23 Replies to “When is a plant a weed?”

  1. That’s very interesting about violets, I never thought of them as weeds before. Well done for making the change to Block Editor, it seems to be working well.

  2. First and foremost – applause for using Block Editor. I’m still concerned I’ll just wipe everything out. 🙂 That purple is gorgeous until I read the explanation. I think a weed is anything you don’t want in your garden anymore. I’ve been digging varigated Solomon’s Seal, Lilies of the Valley, Violets, Leopard’s Bane, and Bishop’s Weed out this year. I like them all but after a couple of years they are like dealing with thugs. I dig and dig but don’t ever quite get them all. There are fewer plants so I can see them easier. 🙂

    1. Thanks Judy, I tried Block Editor once before and this time it seemed much easier to use. Just as you say, I thought I might lose everything. Just the opposite, everything looks a bit better than before, and all previous posts are intact ..so it is worth giving it a try.
      Yes, Paul and I agree with you on the fact that plants can become weeds after a couple of years. One of the biggest pests in our garden is couch grass, absolutely impossible to get rid of every bit!
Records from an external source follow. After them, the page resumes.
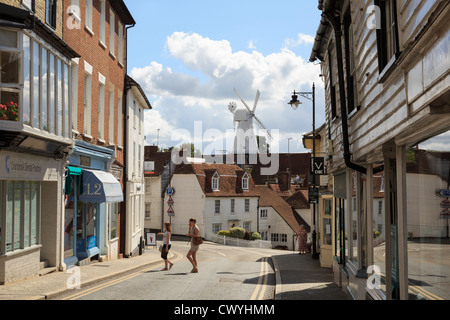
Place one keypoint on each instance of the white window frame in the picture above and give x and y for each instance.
(216, 206)
(245, 181)
(111, 109)
(215, 182)
(88, 18)
(112, 33)
(102, 32)
(101, 107)
(246, 205)
(87, 98)
(263, 213)
(119, 120)
(121, 40)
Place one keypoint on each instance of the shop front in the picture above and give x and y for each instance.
(90, 195)
(30, 212)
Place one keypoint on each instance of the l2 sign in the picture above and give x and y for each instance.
(318, 166)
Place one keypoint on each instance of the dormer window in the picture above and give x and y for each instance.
(245, 181)
(215, 182)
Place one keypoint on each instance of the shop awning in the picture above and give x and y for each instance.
(100, 186)
(74, 171)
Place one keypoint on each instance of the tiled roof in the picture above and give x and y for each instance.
(269, 198)
(298, 200)
(230, 182)
(159, 158)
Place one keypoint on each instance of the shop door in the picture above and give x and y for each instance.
(393, 217)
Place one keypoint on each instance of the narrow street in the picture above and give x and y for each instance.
(225, 273)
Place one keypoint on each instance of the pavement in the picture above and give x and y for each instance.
(298, 277)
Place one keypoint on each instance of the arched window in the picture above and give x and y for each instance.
(215, 182)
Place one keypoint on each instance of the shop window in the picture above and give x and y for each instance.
(245, 180)
(247, 205)
(216, 228)
(10, 66)
(114, 216)
(215, 182)
(428, 213)
(387, 35)
(264, 213)
(379, 230)
(327, 222)
(352, 88)
(51, 12)
(217, 206)
(22, 215)
(340, 232)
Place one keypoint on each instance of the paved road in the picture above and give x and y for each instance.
(225, 273)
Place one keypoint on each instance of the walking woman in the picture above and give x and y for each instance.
(194, 233)
(302, 239)
(166, 245)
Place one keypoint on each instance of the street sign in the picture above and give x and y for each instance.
(170, 191)
(445, 204)
(444, 193)
(445, 214)
(318, 166)
(313, 195)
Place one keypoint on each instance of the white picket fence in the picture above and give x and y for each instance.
(235, 242)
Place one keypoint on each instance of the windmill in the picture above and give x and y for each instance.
(245, 139)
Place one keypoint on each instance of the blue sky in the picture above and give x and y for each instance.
(189, 55)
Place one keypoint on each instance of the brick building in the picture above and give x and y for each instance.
(97, 29)
(35, 136)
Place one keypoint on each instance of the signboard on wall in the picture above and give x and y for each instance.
(14, 166)
(151, 239)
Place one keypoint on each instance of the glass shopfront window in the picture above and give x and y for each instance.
(379, 229)
(45, 101)
(22, 215)
(327, 222)
(10, 65)
(340, 232)
(428, 213)
(114, 224)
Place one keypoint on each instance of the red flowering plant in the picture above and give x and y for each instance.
(10, 111)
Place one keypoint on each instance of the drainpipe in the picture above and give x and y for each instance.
(329, 13)
(125, 136)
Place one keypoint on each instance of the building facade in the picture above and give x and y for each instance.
(35, 136)
(386, 68)
(96, 206)
(136, 104)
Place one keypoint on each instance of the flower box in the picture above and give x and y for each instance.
(9, 111)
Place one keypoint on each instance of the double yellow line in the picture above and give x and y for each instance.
(425, 293)
(261, 286)
(116, 281)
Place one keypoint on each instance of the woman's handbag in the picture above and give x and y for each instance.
(197, 241)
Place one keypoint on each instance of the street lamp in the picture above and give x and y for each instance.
(294, 104)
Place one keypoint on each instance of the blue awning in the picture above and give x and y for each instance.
(100, 186)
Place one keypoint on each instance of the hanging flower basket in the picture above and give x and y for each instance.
(9, 111)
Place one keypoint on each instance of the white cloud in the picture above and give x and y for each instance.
(180, 99)
(302, 39)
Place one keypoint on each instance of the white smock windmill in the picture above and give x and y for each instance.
(245, 139)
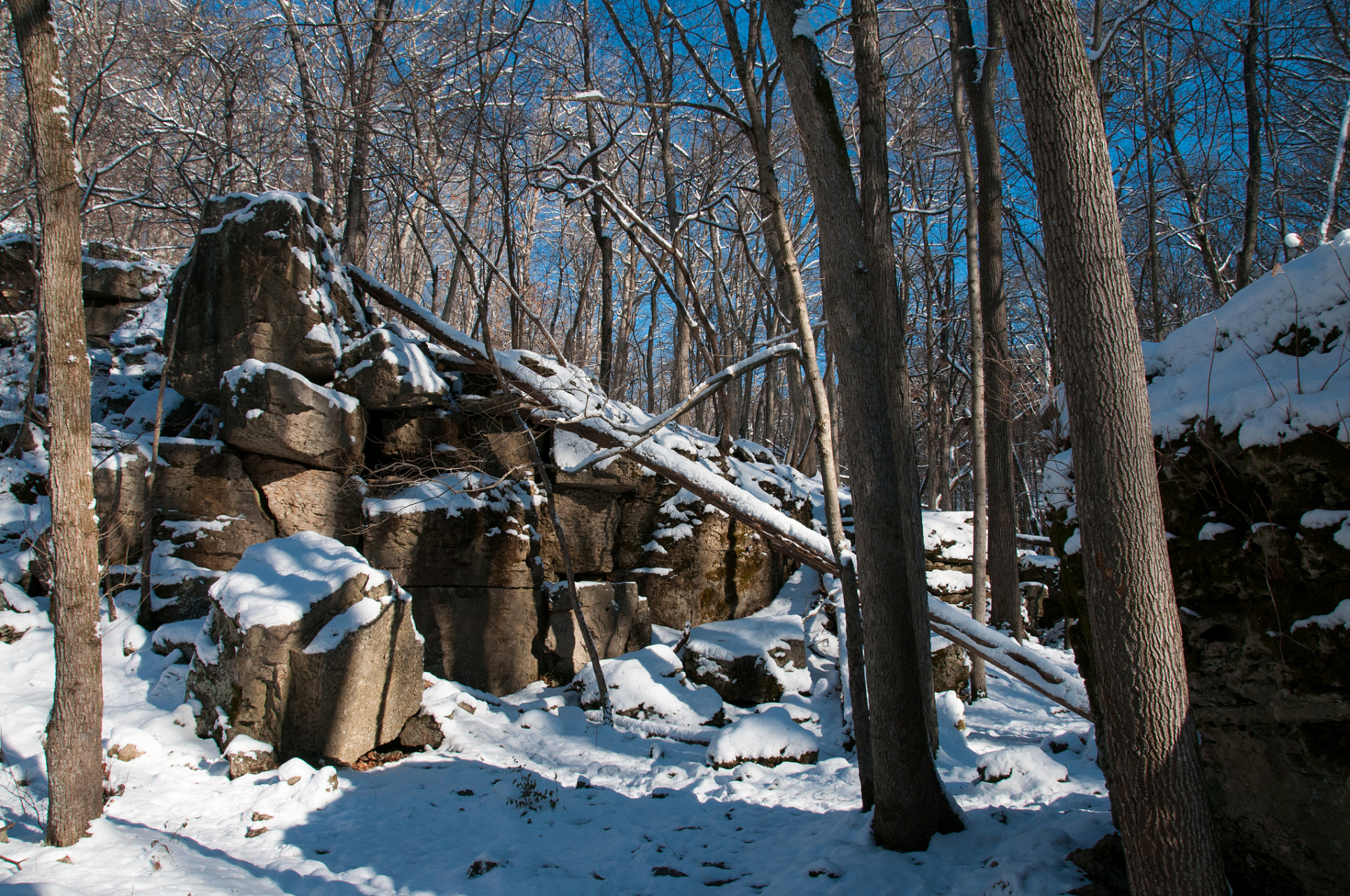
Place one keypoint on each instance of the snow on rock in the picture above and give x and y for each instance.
(127, 744)
(766, 738)
(949, 582)
(299, 420)
(651, 685)
(1269, 365)
(751, 660)
(309, 650)
(277, 582)
(388, 372)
  3. I’m with Judy! The purple is beautiful but gosh does it spread. And toxic to livestock? No wonder it’s not loved. On a happier note… your gardens are lovely. Also really like the saying about Monday.

  4. Paul has been working hard in the garden by all accounts. Now I understand the meaning of the phrase “shrinking violet”. I quite like to see dandelions in fields but not in my garden. The same with clover. We have done ferns around our pond which, whilst very pretty, become invasive after a while and need thinning out. There’s always something to keep one busy in the garden and around the house. I don’t know how we ever found enough time to go out and socialize.

    1. Paul has not stopped in the garden since Lockdown! We would agree with you completely, how did we ever think we could go travelling when there was so much to be done in the house and garden. (but a bit of both would be nice!)

  5. Goodness, Patterson’s curse is beautiful but obviously leathal. Voilets are a nightmare for sure, they take over here too. Crocosmia is another plant that is hard to shift one it gets established. I updated to block editor too, it’s such a relief when all is well isn’t it?xxx

    1. Oh yes, that is exactly how I felt, SO relieved that it all went okay. I’m skating on thin ice when it comes to IT stuff.

  6. that is why your blog looks different. In a good way!

    My ‘favourite’ garden weed is our ivy walls – it is waving its arms at me again. Need to fill a few more bags.

    1. Oh I think ivy can be terrible. My father-in-law lost a beautiful old tree in the front garden to ivy, it can be a great hedge, or a real nuisance. I’m glad the blog looks okay, still a little bit to do on it.

  7. I have some thuggish violets, too. I like to leave a patch or two and warn them to behave, but they don’t listen very well! Gardens are certainly benefiting from this pandemic, aren’t they? Mine have never looked so good.

  8. I’m afraid I’ve come to the same conclusion about violets. I had a very large patch of them in one of the borders and last year pulled them all out. There were a few isolated ones again this year. The trouble is I love to see them growing naturally in the English hedgerows and so I have left those alone. As a result I suppose I’ll always be pulling. If only they would respect their place!

  9. Ha! So true about distinguishing weeds and valuable plants. My experience with violets is a little different. They are native plants here, and while they are aggressive, they cannot outcompete the taller plants, so to a limited extent I let them form a groundcover in some places. They are also host plants for several butterflies. But as you say, what makes a weed is all about context and environment.

    1. Very interesting to hear about your experience with violets, and so true it is all about the context, and climate, soil etc.

  10. I recognised your “Patterson’s Curse as Viper’s Bugloss that grows in the wild in our coastal areas but not in the mass that you have featured! I have also grown it from seeds over the past 2 years!

    1. That’s interesting…it has a pretty flower and no doubt that is why it was brought to Australia. The name Viper’s Bugloss makes it sound like problem!